So, how did I do it? In this post, I'll look back on my preparation strategy hoping it might help you as well!

What is the SnowPro Core Certification?

The SnowPro Core Certification (officially SnowPro Core Certification, Level 1) validates your foundational knowledge of the Snowflake Data Cloud platform. It demonstrates proficiency in key Snowflake features, including:

  • Use the Snowflake AI Data Cloud architecture
  • Manage Snowflake accounts and virtual warehouses
  • Perform data loading, unloading, and transformation
  • Use structured, semi-structured, and unstructured data
  • Monitor and optimize performance
  • Enable data collaboration and protection
  • Establish Snowflake connectivity

The exam consists of 100 multiple-choice and multiple-select questions and you are given 115 minutes to complete it. The passing score is 750 out of 1000. It is administered by Pearsonvue, and you can take it either online with a remote proctor or in person at a testing center.

Before you start

It's important to frame this journey by acknowledging my starting point.

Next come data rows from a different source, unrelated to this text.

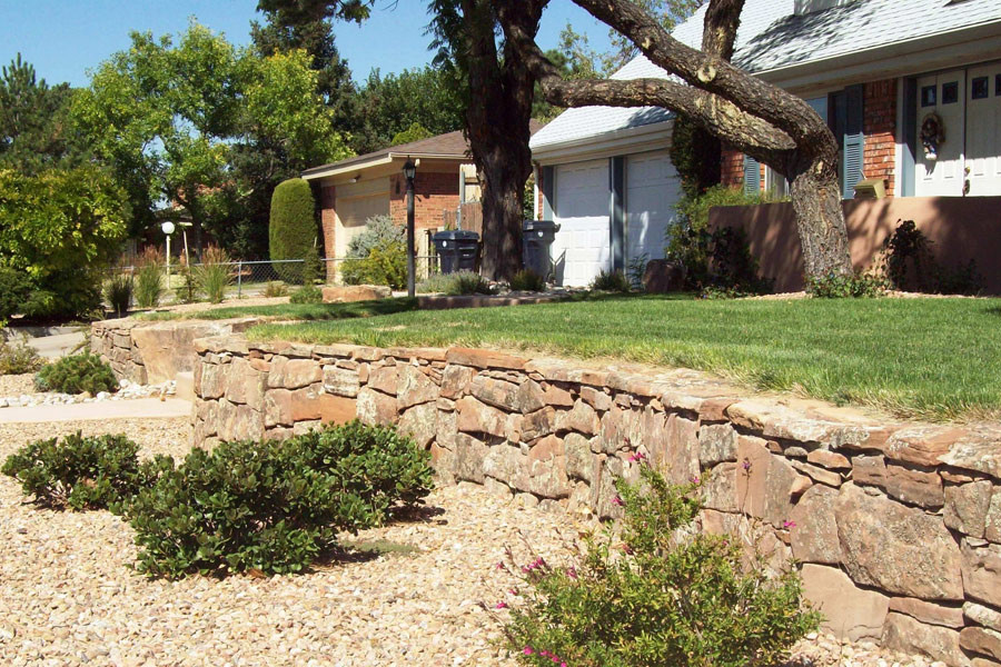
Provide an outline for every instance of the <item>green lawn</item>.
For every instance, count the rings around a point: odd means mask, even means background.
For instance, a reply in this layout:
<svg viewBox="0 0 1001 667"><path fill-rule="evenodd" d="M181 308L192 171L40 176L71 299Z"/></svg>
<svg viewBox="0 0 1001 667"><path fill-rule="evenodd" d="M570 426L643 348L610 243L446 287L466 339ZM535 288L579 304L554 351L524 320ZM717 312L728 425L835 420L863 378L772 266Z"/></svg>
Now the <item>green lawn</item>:
<svg viewBox="0 0 1001 667"><path fill-rule="evenodd" d="M275 320L330 320L390 315L417 308L416 299L384 299L354 303L277 303L268 306L227 306L208 310L146 312L138 319L166 321L178 319L230 319L266 317Z"/></svg>
<svg viewBox="0 0 1001 667"><path fill-rule="evenodd" d="M405 300L385 303L387 311L405 310L383 315L373 303L327 306L304 311L327 321L262 325L249 335L613 357L715 371L759 389L870 405L901 417L1001 416L1001 299L593 297L427 311L414 311ZM237 310L229 316L252 309ZM257 312L276 313L274 307Z"/></svg>

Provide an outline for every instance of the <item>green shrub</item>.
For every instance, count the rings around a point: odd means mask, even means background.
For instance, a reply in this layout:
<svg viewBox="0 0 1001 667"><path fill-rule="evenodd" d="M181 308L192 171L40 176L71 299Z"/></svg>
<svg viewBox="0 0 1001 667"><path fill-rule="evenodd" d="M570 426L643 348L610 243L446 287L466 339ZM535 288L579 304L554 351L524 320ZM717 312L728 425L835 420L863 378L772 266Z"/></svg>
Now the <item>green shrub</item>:
<svg viewBox="0 0 1001 667"><path fill-rule="evenodd" d="M315 285L304 285L289 298L289 303L323 303L324 290Z"/></svg>
<svg viewBox="0 0 1001 667"><path fill-rule="evenodd" d="M271 195L268 247L271 261L303 259L316 239L316 202L309 183L293 178L278 183ZM303 280L298 263L276 263L275 270L287 282Z"/></svg>
<svg viewBox="0 0 1001 667"><path fill-rule="evenodd" d="M616 481L621 534L587 537L583 563L519 568L526 600L505 635L522 664L776 665L816 629L794 569L769 575L763 557L744 563L740 538L693 534L697 482L672 486L647 466L641 480Z"/></svg>
<svg viewBox="0 0 1001 667"><path fill-rule="evenodd" d="M206 248L195 276L209 302L221 303L226 298L226 288L232 282L232 266L226 250L215 246Z"/></svg>
<svg viewBox="0 0 1001 667"><path fill-rule="evenodd" d="M546 291L546 279L532 269L522 269L511 278L514 291Z"/></svg>
<svg viewBox="0 0 1001 667"><path fill-rule="evenodd" d="M394 429L355 421L285 441L195 449L129 508L138 568L190 573L297 573L338 531L384 522L430 490L427 452Z"/></svg>
<svg viewBox="0 0 1001 667"><path fill-rule="evenodd" d="M7 457L2 472L21 484L43 507L107 509L128 502L172 467L169 457L140 465L139 446L125 436L85 438L80 432L60 441L38 440Z"/></svg>
<svg viewBox="0 0 1001 667"><path fill-rule="evenodd" d="M287 297L288 286L280 280L271 280L265 287L265 297L274 299L276 297Z"/></svg>
<svg viewBox="0 0 1001 667"><path fill-rule="evenodd" d="M633 286L622 271L603 270L591 281L591 289L595 291L628 292L633 289Z"/></svg>
<svg viewBox="0 0 1001 667"><path fill-rule="evenodd" d="M407 248L398 241L386 241L360 259L346 259L340 267L346 285L388 285L403 289L407 285Z"/></svg>
<svg viewBox="0 0 1001 667"><path fill-rule="evenodd" d="M101 358L90 352L71 357L62 357L58 361L43 367L34 376L34 386L40 391L60 391L62 394L98 394L115 391L118 380L111 367Z"/></svg>
<svg viewBox="0 0 1001 667"><path fill-rule="evenodd" d="M147 248L139 258L136 272L136 305L156 308L163 295L163 259L156 248Z"/></svg>
<svg viewBox="0 0 1001 667"><path fill-rule="evenodd" d="M806 293L819 299L848 299L882 297L890 289L890 282L871 273L840 276L827 273L820 278L806 279Z"/></svg>
<svg viewBox="0 0 1001 667"><path fill-rule="evenodd" d="M132 288L135 282L131 275L121 272L111 276L105 282L105 301L118 317L125 317L132 303Z"/></svg>
<svg viewBox="0 0 1001 667"><path fill-rule="evenodd" d="M33 287L26 271L0 266L0 320L20 312Z"/></svg>
<svg viewBox="0 0 1001 667"><path fill-rule="evenodd" d="M2 334L2 332L0 332ZM26 336L17 341L0 337L0 376L34 372L46 365L38 351L28 345Z"/></svg>

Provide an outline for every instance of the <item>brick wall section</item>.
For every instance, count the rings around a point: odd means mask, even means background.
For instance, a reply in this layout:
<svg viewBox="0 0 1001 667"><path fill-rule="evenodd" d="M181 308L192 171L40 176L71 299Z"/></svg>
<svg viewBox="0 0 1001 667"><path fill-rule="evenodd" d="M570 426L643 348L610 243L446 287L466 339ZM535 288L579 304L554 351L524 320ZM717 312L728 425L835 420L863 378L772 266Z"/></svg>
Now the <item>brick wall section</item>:
<svg viewBox="0 0 1001 667"><path fill-rule="evenodd" d="M437 173L417 170L414 179L414 223L417 229L442 227L442 211L459 205L458 172ZM402 173L389 177L389 217L397 225L407 223L407 179Z"/></svg>
<svg viewBox="0 0 1001 667"><path fill-rule="evenodd" d="M865 152L862 172L865 178L882 178L886 195L895 192L896 159L896 80L865 84L865 111L862 129Z"/></svg>
<svg viewBox="0 0 1001 667"><path fill-rule="evenodd" d="M744 185L744 153L732 148L723 149L720 182L724 186Z"/></svg>
<svg viewBox="0 0 1001 667"><path fill-rule="evenodd" d="M358 417L398 425L446 482L613 519L617 477L636 479L642 465L675 484L700 476L702 529L754 545L773 567L803 564L826 631L949 665L995 664L963 649L997 641L982 627L1001 608L997 424L811 412L704 376L490 350L242 337L194 347L197 446Z"/></svg>
<svg viewBox="0 0 1001 667"><path fill-rule="evenodd" d="M335 220L337 218L334 205L337 201L337 188L334 186L324 186L320 188L320 223L324 228L324 256L334 257L336 255L334 238L337 233ZM327 267L327 279L334 280L336 276L336 262L325 262Z"/></svg>

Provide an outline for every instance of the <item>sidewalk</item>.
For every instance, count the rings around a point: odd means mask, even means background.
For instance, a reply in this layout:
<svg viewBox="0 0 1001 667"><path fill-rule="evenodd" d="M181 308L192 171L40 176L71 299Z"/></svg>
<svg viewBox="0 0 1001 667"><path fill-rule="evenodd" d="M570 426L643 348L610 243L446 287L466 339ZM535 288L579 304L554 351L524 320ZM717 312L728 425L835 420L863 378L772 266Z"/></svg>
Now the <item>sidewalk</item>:
<svg viewBox="0 0 1001 667"><path fill-rule="evenodd" d="M178 398L135 398L69 406L2 408L0 424L190 417L191 402Z"/></svg>

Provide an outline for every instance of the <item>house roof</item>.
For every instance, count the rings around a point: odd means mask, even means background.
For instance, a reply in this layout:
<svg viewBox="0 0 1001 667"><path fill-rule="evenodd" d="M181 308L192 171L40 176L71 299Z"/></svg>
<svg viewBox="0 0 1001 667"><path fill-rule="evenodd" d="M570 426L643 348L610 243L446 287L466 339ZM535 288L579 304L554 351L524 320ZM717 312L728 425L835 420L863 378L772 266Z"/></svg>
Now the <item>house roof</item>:
<svg viewBox="0 0 1001 667"><path fill-rule="evenodd" d="M529 121L528 130L531 133L534 135L542 128L543 123L537 120ZM410 157L468 160L470 159L470 156L469 141L459 130L438 135L437 137L420 139L418 141L400 143L399 146L388 146L370 153L340 160L339 162L311 167L303 172L303 178L308 180L310 178L331 176L333 173L343 170L361 170L367 167L390 162L396 158Z"/></svg>
<svg viewBox="0 0 1001 667"><path fill-rule="evenodd" d="M998 0L856 0L804 16L795 16L794 8L795 0L746 0L734 63L763 73L876 51L978 26L993 23L1001 33L1001 3ZM690 47L700 48L705 9L703 4L674 30L673 36ZM612 76L613 79L666 77L667 72L644 56ZM584 140L599 140L606 135L670 119L671 112L656 107L568 109L532 139L532 148L545 151Z"/></svg>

While I mentioned using Snowflake for a couple of years, my experience was task-specific. I had hands-on knowledge of core warehousing tasks loading data, basic/advanced querying, and managing virtual warehouses for specific workloads. This foundation was great, it meant the core concepts didn't require me to start from a blank slate.

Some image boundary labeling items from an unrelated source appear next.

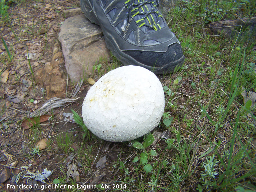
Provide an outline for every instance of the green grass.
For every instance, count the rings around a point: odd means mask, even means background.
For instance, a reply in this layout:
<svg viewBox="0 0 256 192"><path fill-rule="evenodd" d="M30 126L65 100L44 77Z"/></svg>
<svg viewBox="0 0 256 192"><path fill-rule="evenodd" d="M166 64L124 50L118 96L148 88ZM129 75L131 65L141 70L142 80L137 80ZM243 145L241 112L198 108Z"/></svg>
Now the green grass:
<svg viewBox="0 0 256 192"><path fill-rule="evenodd" d="M249 103L244 103L240 95L242 87L255 91L255 37L213 36L209 28L212 21L253 16L254 3L247 0L182 1L171 8L166 20L181 43L186 59L176 73L159 76L165 106L154 130L168 130L170 137L162 138L155 146L150 144L150 133L132 143L112 143L110 148L117 151L117 160L108 157L104 170L108 174L100 184L112 180L126 185L116 191L131 192L256 190L253 142L256 118L247 115L256 111L250 108ZM38 35L33 27L28 29L31 37ZM7 53L5 59L11 60L10 56L13 56ZM108 60L99 59L91 77L98 79L121 64L112 56ZM87 131L73 113L83 133L74 161L82 164L81 182L88 183L97 171L97 162L108 152L101 151L105 141ZM31 129L38 140L41 131L35 127ZM65 160L74 152L71 146L76 142L75 137L66 133L58 135L53 150L63 154ZM33 151L36 154L36 149ZM58 179L64 184L65 166L60 167L62 173ZM76 186L73 178L70 180L68 184Z"/></svg>
<svg viewBox="0 0 256 192"><path fill-rule="evenodd" d="M156 128L169 129L171 137L153 147L146 136L132 143L137 149L124 143L125 155L108 168L116 184L129 187L117 191L256 190L256 118L246 115L255 109L240 95L242 87L255 92L255 37L212 36L207 28L209 22L253 16L252 1L180 1L171 8L166 20L185 61L162 80L166 105ZM99 73L108 63L102 60L96 77L108 71Z"/></svg>

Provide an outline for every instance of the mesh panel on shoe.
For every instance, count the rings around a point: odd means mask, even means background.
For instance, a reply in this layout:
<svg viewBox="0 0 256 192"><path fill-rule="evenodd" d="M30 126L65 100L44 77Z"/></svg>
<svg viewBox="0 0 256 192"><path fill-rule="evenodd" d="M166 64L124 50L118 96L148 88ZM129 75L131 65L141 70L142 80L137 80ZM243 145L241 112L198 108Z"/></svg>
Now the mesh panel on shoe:
<svg viewBox="0 0 256 192"><path fill-rule="evenodd" d="M138 50L123 51L140 63L156 67L164 66L183 56L180 45L177 43L169 45L167 51L164 52Z"/></svg>
<svg viewBox="0 0 256 192"><path fill-rule="evenodd" d="M128 37L128 39L132 42L135 42L135 36L133 31L132 31L132 32L130 33L129 36Z"/></svg>
<svg viewBox="0 0 256 192"><path fill-rule="evenodd" d="M121 29L121 28L122 27L122 24L119 23L118 24L116 27L116 28L118 32L119 32L119 33L120 34L122 33L122 30Z"/></svg>
<svg viewBox="0 0 256 192"><path fill-rule="evenodd" d="M157 43L159 43L159 42L156 40L153 40L153 39L148 39L145 40L143 42L143 44L145 45L148 44L154 44Z"/></svg>
<svg viewBox="0 0 256 192"><path fill-rule="evenodd" d="M117 10L117 9L116 8L114 8L108 13L108 15L111 19L111 20L113 19L116 13L116 12Z"/></svg>
<svg viewBox="0 0 256 192"><path fill-rule="evenodd" d="M103 4L103 6L104 7L106 4L108 2L108 0L101 0L102 4Z"/></svg>

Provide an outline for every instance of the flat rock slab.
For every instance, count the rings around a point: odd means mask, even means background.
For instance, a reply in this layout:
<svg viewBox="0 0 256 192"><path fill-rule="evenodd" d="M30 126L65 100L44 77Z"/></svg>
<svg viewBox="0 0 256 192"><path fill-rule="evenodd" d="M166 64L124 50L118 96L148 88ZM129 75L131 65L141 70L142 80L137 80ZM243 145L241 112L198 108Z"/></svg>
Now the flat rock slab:
<svg viewBox="0 0 256 192"><path fill-rule="evenodd" d="M110 56L100 28L84 15L67 19L60 27L59 40L72 81L91 74L92 66L101 57Z"/></svg>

However, operational experience often creates blind spots. My daily work didn't touch upon many critical areas covered by the SnowPro Core exam, such as advanced security configurations (like network policies), detailed nuances of data sharing, specific file format parsing options, or the ins and outs of features like Materialized Views, Clustering Keys, and failover/failback mechanisms.

The certification required a structured, comprehensive understanding that extended far beyond my day-to-day duties. My existing experience served as a solid accelerator for understanding the concepts but necessitated deliberate study to cover the full breadth of Snowflake's features required for the exam.

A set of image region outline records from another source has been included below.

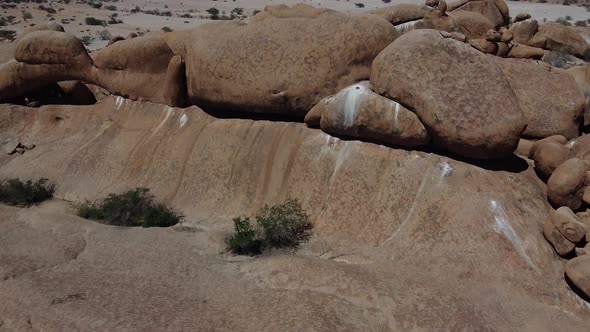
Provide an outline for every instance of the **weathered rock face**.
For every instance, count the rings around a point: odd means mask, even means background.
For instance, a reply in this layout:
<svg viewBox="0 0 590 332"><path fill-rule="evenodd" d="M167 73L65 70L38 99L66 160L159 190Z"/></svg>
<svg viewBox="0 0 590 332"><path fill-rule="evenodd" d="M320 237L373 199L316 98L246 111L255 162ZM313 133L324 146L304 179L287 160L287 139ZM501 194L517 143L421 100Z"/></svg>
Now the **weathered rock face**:
<svg viewBox="0 0 590 332"><path fill-rule="evenodd" d="M75 69L91 65L86 48L74 35L59 31L35 31L16 44L14 58L32 65L68 65Z"/></svg>
<svg viewBox="0 0 590 332"><path fill-rule="evenodd" d="M430 142L416 114L371 91L368 81L351 85L319 104L325 105L321 128L329 134L408 148Z"/></svg>
<svg viewBox="0 0 590 332"><path fill-rule="evenodd" d="M587 185L586 163L572 158L561 164L547 181L547 199L555 206L577 210Z"/></svg>
<svg viewBox="0 0 590 332"><path fill-rule="evenodd" d="M528 60L498 59L498 65L526 119L523 135L532 138L563 135L568 139L578 136L585 98L571 77L546 64Z"/></svg>
<svg viewBox="0 0 590 332"><path fill-rule="evenodd" d="M557 230L572 243L580 242L586 235L586 227L576 214L568 207L562 206L555 211L551 211L551 222L557 227Z"/></svg>
<svg viewBox="0 0 590 332"><path fill-rule="evenodd" d="M507 57L516 59L540 60L545 55L545 50L524 44L516 44L508 52Z"/></svg>
<svg viewBox="0 0 590 332"><path fill-rule="evenodd" d="M519 21L512 24L509 31L516 43L527 44L539 31L539 22L537 20Z"/></svg>
<svg viewBox="0 0 590 332"><path fill-rule="evenodd" d="M487 31L494 29L494 24L485 16L466 10L455 10L449 13L468 39L484 38Z"/></svg>
<svg viewBox="0 0 590 332"><path fill-rule="evenodd" d="M414 110L435 145L465 157L509 156L525 128L495 58L438 31L412 31L389 45L373 63L371 84Z"/></svg>
<svg viewBox="0 0 590 332"><path fill-rule="evenodd" d="M539 32L535 39L546 39L545 47L550 50L564 49L567 52L584 58L588 51L588 43L572 27L559 23L543 23L539 25Z"/></svg>
<svg viewBox="0 0 590 332"><path fill-rule="evenodd" d="M488 19L495 28L508 24L508 6L503 0L459 0L449 4L453 12L463 10L481 14Z"/></svg>
<svg viewBox="0 0 590 332"><path fill-rule="evenodd" d="M537 142L531 148L531 158L535 161L535 170L542 179L549 179L551 174L571 158L570 150L557 142Z"/></svg>
<svg viewBox="0 0 590 332"><path fill-rule="evenodd" d="M371 62L396 36L375 15L336 12L205 24L186 45L188 94L196 105L304 115L368 79Z"/></svg>
<svg viewBox="0 0 590 332"><path fill-rule="evenodd" d="M490 171L298 123L113 97L83 107L4 105L0 141L7 136L37 147L0 156L0 177L48 177L58 197L74 201L148 186L199 231L122 231L45 207L1 207L0 233L11 234L0 241L0 278L9 278L0 287L3 327L22 330L27 319L41 330L589 326L541 234L549 207L531 169ZM227 262L219 252L231 218L286 197L299 198L315 222L305 253ZM59 304L70 294L87 300ZM309 319L277 323L285 310Z"/></svg>

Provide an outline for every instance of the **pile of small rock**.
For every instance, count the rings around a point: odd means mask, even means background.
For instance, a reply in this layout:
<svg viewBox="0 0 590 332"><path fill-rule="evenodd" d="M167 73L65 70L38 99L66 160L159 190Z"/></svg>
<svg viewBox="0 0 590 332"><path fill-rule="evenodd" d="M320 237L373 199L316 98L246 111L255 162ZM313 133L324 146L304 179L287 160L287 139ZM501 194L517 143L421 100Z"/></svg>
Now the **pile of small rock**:
<svg viewBox="0 0 590 332"><path fill-rule="evenodd" d="M523 141L520 151L535 162L539 178L547 182L551 210L543 235L557 254L569 259L565 274L573 285L590 297L590 160L586 143L590 135L567 142L550 136L535 143Z"/></svg>

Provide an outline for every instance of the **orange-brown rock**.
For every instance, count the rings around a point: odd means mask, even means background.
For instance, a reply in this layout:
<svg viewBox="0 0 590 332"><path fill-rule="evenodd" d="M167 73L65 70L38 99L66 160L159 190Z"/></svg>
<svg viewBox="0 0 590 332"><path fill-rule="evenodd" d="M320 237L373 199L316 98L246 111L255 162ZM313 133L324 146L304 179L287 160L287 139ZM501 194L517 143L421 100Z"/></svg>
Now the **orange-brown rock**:
<svg viewBox="0 0 590 332"><path fill-rule="evenodd" d="M588 180L586 163L572 158L559 165L547 181L547 199L554 207L567 206L578 210L582 206L582 197Z"/></svg>
<svg viewBox="0 0 590 332"><path fill-rule="evenodd" d="M550 218L547 218L547 221L545 221L545 224L543 225L543 235L560 256L566 256L576 247L574 243L568 241L568 239L559 232L557 227L551 222Z"/></svg>
<svg viewBox="0 0 590 332"><path fill-rule="evenodd" d="M540 24L535 39L545 39L547 49L566 50L579 58L584 58L589 48L588 42L573 27L554 22Z"/></svg>
<svg viewBox="0 0 590 332"><path fill-rule="evenodd" d="M584 296L590 297L590 255L569 260L565 264L565 275Z"/></svg>
<svg viewBox="0 0 590 332"><path fill-rule="evenodd" d="M321 128L326 133L406 148L430 142L416 114L371 91L368 81L351 85L323 103Z"/></svg>
<svg viewBox="0 0 590 332"><path fill-rule="evenodd" d="M527 44L539 32L539 23L537 20L516 22L510 26L508 31L510 31L515 43Z"/></svg>
<svg viewBox="0 0 590 332"><path fill-rule="evenodd" d="M586 226L578 219L576 214L565 206L551 211L551 222L568 241L573 243L580 242L587 232Z"/></svg>
<svg viewBox="0 0 590 332"><path fill-rule="evenodd" d="M39 330L108 331L590 325L541 234L548 209L531 169L112 96L0 109L0 142L23 134L37 144L2 154L0 178L48 177L71 201L148 186L187 216L173 229L121 229L58 200L0 206L2 328L27 330L29 318ZM287 197L315 223L301 254L224 253L232 217Z"/></svg>
<svg viewBox="0 0 590 332"><path fill-rule="evenodd" d="M531 158L535 161L535 170L546 180L551 174L571 158L570 150L563 144L556 142L540 142L533 144Z"/></svg>
<svg viewBox="0 0 590 332"><path fill-rule="evenodd" d="M456 1L449 5L449 10L453 13L458 10L478 13L492 22L495 28L507 25L509 20L508 6L503 0Z"/></svg>
<svg viewBox="0 0 590 332"><path fill-rule="evenodd" d="M471 39L469 44L476 50L484 54L496 54L498 52L498 45L483 38Z"/></svg>
<svg viewBox="0 0 590 332"><path fill-rule="evenodd" d="M371 84L414 110L435 145L465 157L507 157L525 128L495 57L438 31L415 30L389 45L373 62Z"/></svg>
<svg viewBox="0 0 590 332"><path fill-rule="evenodd" d="M185 45L188 95L203 107L304 115L368 79L373 58L396 37L380 17L332 11L203 24Z"/></svg>
<svg viewBox="0 0 590 332"><path fill-rule="evenodd" d="M450 12L449 16L467 39L485 38L486 32L495 28L494 24L480 13L459 9Z"/></svg>
<svg viewBox="0 0 590 332"><path fill-rule="evenodd" d="M521 46L513 47L511 54ZM585 98L570 76L539 62L497 60L527 121L526 137L579 135Z"/></svg>
<svg viewBox="0 0 590 332"><path fill-rule="evenodd" d="M545 55L542 48L532 47L524 44L516 44L512 46L508 52L509 58L517 59L536 59L539 60Z"/></svg>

How To Prepare for the SnowPro Core certification exam

Step 1: Setting up a Snowflake account

One of the most crucial steps in preparing for the SnowPro Core certification is getting hands-on experience. Theoretical knowledge alone won't suffice, you need to see how the concepts work in a real-world environment.

Fortunately, Snowflake offers a 30-day free trial with 400$ in spending that is perfect for this purpose. https://signup.snowflake.com/

Use this account throughout your study to transform abstract concepts from the documentation and video courses into concrete, working knowledge. Experimentation is the best form of reinforcement!

Step 2: Take a practice exam on Udemy

I started with a practice exam on Udemy to benchmark my current knowledge, as I didn't want to begin studying blindly. While these exams cost a small amount, I found them to be well worth the price because they provide a good assessment of the topics you know well and those that require more attention.

Here are the practice exams I used:

I recommend both of these options. They each offer multiple exams, provide excellent explanations for the answers, and appear to be regularly updated with new questions.

Honestly, I was surprised by how much I didn't know initially.

However, the practice test was invaluable as it clearly indicated which topics I needed to focus on and which ones I could confidently skip. It also taught me the specific phrasing and potential pitfalls of the exam questions. Be sure to carefully review all the questions you answer incorrectly to guide your study efforts.

Step 3: Snowflake documentation and experimentation

After pinpointing your areas for improvement, immerse yourself in the official Snowflake documentation. Prioritize understanding the function, SQL usage, and security considerations for those specific topics.

The most critical step is active practice: experiment extensively within the Snowflake trial account you initially created. This hands-on experience is especially effective for mastering SQL syntax and accurately predicting query outcomes. For instance, while documentation explains a system function's purpose, executing it and analyzing the results will dramatically improve your memorization of it.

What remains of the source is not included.